Одним из таких источников является переработка органических отходовс помощью селекционированных анаэробных микроорганизмов - метаногенов.

Целью данной работы является разработка высокоэффективной закваски анаэробных микробов для получения органических удобрений и биогаза метана-альтернативного источника энергии экологически безопасных технологии переработки животноводческих отходов с получением органических удобрений.

Объекты исследования.

Отобраны образцы свежего навоза из КРС. Точки пробоотбора выбраны на месте в соответствии с требованиями, предъявляемыми к образцам: влажность, температура, значение рН 6,8-8,0. Отбор пробных образцов навоза проводили в соответствии с общепринятыми и разработанными в лаборатории методами [1].

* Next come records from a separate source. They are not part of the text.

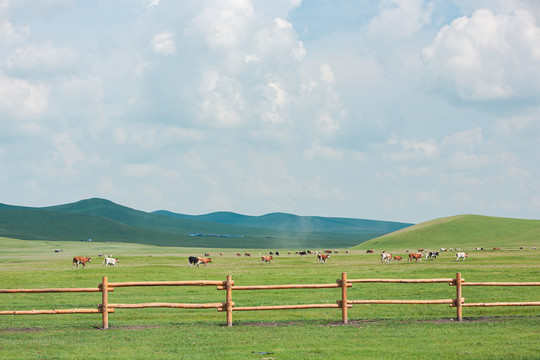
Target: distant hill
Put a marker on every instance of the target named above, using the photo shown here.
(289, 222)
(461, 231)
(102, 220)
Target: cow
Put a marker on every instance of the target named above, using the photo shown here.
(415, 256)
(386, 257)
(322, 258)
(204, 261)
(193, 260)
(110, 261)
(80, 260)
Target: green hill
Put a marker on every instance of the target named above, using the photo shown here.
(102, 220)
(462, 231)
(289, 222)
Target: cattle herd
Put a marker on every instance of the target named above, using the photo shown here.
(322, 256)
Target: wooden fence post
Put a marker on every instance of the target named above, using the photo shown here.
(228, 300)
(459, 304)
(344, 298)
(105, 302)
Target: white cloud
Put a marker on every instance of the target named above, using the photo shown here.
(400, 18)
(9, 33)
(317, 152)
(326, 73)
(163, 43)
(487, 57)
(224, 23)
(32, 61)
(22, 98)
(68, 150)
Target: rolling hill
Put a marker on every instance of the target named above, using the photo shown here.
(102, 220)
(461, 231)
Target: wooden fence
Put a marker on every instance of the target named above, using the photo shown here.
(229, 306)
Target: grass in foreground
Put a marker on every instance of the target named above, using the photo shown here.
(376, 331)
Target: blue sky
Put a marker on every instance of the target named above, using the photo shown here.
(402, 110)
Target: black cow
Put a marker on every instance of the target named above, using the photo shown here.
(193, 260)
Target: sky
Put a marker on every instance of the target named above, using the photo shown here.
(398, 110)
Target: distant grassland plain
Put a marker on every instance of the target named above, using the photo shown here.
(375, 331)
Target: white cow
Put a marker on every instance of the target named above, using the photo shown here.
(386, 257)
(461, 256)
(110, 261)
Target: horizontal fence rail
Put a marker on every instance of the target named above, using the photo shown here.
(228, 306)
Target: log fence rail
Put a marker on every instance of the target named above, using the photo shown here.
(228, 306)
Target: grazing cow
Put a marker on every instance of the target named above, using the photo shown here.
(204, 261)
(415, 256)
(193, 260)
(322, 257)
(80, 260)
(386, 257)
(110, 261)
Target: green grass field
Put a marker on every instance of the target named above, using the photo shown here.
(374, 332)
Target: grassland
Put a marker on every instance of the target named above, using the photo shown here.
(375, 331)
(463, 231)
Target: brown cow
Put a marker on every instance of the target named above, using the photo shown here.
(322, 257)
(415, 256)
(80, 260)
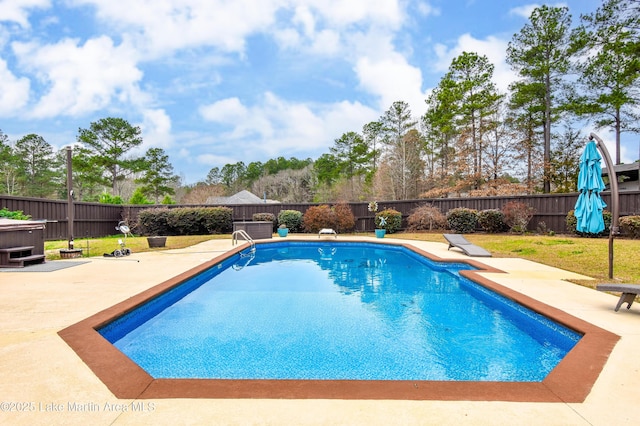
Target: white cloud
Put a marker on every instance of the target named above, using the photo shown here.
(14, 91)
(392, 79)
(523, 11)
(18, 10)
(494, 48)
(426, 9)
(156, 128)
(163, 26)
(80, 78)
(275, 126)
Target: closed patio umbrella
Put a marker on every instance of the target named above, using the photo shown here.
(589, 207)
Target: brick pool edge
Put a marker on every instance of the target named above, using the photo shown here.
(570, 381)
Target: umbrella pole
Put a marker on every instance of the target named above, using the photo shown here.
(613, 183)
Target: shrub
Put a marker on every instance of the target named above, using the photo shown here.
(292, 219)
(572, 223)
(426, 218)
(462, 220)
(492, 221)
(345, 220)
(517, 216)
(153, 221)
(265, 217)
(15, 214)
(185, 221)
(393, 219)
(218, 220)
(630, 226)
(318, 217)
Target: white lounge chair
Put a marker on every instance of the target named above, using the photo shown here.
(629, 292)
(460, 242)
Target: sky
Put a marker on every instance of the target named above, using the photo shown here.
(214, 82)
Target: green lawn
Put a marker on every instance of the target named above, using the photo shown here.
(587, 256)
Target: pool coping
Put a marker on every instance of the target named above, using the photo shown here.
(570, 381)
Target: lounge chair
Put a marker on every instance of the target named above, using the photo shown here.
(327, 231)
(459, 241)
(629, 292)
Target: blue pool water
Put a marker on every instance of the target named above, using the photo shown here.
(353, 311)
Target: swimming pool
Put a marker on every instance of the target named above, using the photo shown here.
(570, 381)
(349, 311)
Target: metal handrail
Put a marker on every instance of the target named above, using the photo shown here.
(245, 236)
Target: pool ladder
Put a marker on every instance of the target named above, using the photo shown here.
(248, 256)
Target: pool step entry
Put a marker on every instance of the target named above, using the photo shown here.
(243, 234)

Характеристика образцов. Метанообразующие бактерии предъявляют к условиям своего существования значительно более высокие требования, чем кислотообразующие – они нуждаются в абсолютно анаэробной среде и требуют более длительного времени для воспроизводства [2].

Таким образом отбор образцов свежего навоза КРС, осуществляли в строго герметичных сосудах. Необходимые условия для активного метанообразования приведены в таблице - 1.

Таблица 1 – Характеристика образцов проб свежего навоза из КРС.

Вид пробы	Наименование проб	Кол-во проб	рН	Температура, 0С	Влажность
навоз	проба №1 проба №2 проба №3 проба №4 проба №5 проба №6 проба №7 проба №8 проба №9 10) проба №10	2 2 2 2 2 2 2 2 2 2	6,8 6,9 6,9 7,2 7,5 6,8 6,9 6,9 7,2 7,5	25,0 - - - - - - - - -	50% воды - - - - - - - - -

Методика исследования.

Накопительные культуры метанобразующих микроорганизмов получали на следующих питательных средах (г/л):

KH₂PO₄-0,38; Na₂HPO₄-0,53; NH₄CL-0,30; NaCL-0,30; CaCl₂* 2H₂O-0,11; MgCL₂*6H₂O-0,10; резазурин - 0,001; (индикатор восстановительных условий); раствор микроэлементов – 1,0 мл/л; витамины – 0,5;

Для получения чистых культур метаногенов использовали рассев накопительной культуры на поверхность или в толщю агаризованной минеральной среды того же состава (с 1,5-2% агара). Стерильную анаэробную агаризованную среду в плотно закупоренных сосудах расплавляли, остужали до 45°С и стерильным шприцем вносили аликвоту культуральной жидкости из накопительной культуры с соблюдением условий анаэробиоза. Культивирование осуществляли в термостатируемом шейкере-инкубаторе со скоростью вращения 180 об/мин при температуре 37°С.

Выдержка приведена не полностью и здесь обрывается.